Diseases carried by dogs may have been killing rare lions
In India’s westernmost state of Gujarat, lions are dying at a shocking rate, and there is concern that diseases carried by domestic dogs, canine distemper virus (CDV) and tick-borne babesiosis, may be to blame. At least 23 Asiatic lions have died in just three weeks.
Asiatic lions are already endangered, and this event has killed off three percent of the estimated 650 individuals that remain. Officials are searching the Gir Forest to locate lions from other prides living near the affected animals so that they can be isolated.
After the first 11 lions died, forest officials speculated that most of the deaths were the result of “infighting,” which is when an outside group of lions attacks in a battle over territory. However, the discovery of three dead female lions seemed to contradict this theory.
Male lions involved in a rivalry over hunting grounds often fight to the death, but this would not explain what killed the lionesses. An investigation was launched into whether disease played a role in the fatalities.
Before the death toll reached 23, one forestry official told the Times of India: “Of the report of 21 deaths, four lions were confirmed to have died of canine distemper virus (CDV), while 17 succumbed to babesiosis protozoa infection carried by ticks found on most cattle and canines in the wild.”

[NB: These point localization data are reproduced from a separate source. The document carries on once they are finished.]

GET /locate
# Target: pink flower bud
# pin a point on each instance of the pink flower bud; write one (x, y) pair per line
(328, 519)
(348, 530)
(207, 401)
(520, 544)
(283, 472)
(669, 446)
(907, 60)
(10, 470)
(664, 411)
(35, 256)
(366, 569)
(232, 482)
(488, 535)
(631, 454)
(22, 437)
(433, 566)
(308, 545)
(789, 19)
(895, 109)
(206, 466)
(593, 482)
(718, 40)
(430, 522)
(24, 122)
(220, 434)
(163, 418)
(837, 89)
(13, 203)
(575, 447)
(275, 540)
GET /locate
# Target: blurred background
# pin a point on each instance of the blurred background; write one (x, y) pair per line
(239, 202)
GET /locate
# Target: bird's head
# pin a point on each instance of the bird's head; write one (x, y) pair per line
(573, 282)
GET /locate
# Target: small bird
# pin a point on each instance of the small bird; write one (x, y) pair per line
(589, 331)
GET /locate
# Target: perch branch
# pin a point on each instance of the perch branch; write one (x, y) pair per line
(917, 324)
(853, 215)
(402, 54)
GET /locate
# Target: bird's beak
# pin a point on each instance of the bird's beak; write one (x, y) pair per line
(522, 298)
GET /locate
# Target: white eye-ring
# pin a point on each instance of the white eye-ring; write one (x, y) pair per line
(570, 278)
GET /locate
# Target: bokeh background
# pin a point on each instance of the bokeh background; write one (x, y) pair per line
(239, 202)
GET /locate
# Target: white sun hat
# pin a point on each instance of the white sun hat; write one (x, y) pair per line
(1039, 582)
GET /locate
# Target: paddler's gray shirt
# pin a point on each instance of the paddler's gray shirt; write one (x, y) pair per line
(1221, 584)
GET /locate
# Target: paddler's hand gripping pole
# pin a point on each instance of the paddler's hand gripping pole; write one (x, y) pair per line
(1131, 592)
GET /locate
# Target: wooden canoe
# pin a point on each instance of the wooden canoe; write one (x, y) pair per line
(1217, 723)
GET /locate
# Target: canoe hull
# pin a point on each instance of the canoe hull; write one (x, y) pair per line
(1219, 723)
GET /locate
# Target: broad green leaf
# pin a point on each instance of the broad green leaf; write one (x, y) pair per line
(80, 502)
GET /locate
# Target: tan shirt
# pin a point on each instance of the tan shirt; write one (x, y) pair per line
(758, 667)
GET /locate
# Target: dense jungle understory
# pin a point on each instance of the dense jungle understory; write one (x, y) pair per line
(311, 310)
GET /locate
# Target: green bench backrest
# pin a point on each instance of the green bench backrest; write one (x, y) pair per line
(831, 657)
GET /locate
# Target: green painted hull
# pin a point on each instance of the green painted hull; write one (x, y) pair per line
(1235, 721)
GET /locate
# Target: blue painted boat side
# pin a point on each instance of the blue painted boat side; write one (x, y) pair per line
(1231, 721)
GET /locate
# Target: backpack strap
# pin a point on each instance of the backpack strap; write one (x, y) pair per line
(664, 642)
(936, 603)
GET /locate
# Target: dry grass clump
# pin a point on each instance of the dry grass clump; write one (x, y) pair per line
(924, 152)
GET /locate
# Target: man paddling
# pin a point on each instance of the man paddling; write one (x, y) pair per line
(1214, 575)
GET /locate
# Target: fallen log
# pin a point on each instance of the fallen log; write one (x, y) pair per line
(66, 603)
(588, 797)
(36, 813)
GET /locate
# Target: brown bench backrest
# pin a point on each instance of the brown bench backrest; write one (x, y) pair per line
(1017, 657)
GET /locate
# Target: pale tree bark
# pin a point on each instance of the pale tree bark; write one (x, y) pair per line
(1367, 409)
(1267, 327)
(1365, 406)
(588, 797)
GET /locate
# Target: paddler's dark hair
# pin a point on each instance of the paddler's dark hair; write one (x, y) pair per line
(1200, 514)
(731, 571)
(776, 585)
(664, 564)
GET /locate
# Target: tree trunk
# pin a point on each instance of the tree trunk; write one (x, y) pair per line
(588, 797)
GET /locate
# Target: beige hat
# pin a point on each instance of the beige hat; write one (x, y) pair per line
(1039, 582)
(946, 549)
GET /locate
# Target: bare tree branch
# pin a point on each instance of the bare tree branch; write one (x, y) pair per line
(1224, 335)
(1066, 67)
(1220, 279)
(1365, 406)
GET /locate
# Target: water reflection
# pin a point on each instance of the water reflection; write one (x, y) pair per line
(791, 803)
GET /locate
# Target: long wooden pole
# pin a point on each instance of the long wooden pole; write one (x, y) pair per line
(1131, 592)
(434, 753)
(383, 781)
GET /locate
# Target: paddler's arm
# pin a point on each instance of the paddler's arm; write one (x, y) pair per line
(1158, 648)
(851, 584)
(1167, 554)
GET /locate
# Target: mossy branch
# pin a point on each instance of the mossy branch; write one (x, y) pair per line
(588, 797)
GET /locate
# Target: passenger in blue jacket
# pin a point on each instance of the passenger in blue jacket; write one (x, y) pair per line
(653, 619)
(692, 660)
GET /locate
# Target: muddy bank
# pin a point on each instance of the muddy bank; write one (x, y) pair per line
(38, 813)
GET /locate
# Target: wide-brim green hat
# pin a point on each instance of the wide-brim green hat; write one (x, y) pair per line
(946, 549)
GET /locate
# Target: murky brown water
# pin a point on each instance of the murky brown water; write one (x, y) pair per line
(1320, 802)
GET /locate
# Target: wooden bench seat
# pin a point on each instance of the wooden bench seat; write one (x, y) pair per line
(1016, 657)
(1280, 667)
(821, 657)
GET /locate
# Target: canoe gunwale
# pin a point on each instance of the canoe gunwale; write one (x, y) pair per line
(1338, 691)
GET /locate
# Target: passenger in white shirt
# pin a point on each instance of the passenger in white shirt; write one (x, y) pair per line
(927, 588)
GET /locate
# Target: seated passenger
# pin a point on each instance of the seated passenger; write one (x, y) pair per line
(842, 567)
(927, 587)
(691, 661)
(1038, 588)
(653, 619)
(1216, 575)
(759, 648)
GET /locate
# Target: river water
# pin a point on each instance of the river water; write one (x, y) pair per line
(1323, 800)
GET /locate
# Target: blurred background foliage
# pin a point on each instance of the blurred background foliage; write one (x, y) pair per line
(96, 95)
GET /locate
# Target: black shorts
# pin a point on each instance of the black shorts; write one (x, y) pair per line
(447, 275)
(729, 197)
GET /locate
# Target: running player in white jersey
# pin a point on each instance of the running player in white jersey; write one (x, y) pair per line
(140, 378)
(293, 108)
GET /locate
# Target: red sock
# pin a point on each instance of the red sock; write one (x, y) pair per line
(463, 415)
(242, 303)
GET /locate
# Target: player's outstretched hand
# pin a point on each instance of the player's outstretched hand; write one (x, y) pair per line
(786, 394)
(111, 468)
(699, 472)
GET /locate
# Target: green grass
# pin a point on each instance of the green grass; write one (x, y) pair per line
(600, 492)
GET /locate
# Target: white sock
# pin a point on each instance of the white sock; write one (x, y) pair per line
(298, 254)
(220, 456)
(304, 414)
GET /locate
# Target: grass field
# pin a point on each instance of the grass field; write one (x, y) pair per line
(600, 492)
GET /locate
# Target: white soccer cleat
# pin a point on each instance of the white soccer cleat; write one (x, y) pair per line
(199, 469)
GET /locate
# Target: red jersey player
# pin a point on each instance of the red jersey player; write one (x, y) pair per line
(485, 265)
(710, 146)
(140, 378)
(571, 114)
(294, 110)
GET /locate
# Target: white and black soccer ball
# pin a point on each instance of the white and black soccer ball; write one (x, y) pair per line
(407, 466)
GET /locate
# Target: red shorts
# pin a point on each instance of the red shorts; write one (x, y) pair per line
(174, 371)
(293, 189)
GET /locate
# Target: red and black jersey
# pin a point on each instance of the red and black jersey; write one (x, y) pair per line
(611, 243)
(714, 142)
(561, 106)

India’s Supreme Court is calling for an inquiry into the deaths, including details on what preventative measures are being taken. The Gujarat High Court has called into question whether illegal big cat shows, where chicken is fed to wild lions, may have caused the fatal illnesses.
According to the BBC, 184 lions have died in the Gir Forest region since 2016, and only 30 of these deaths were due to unnatural causes such as being struck by a car or a train.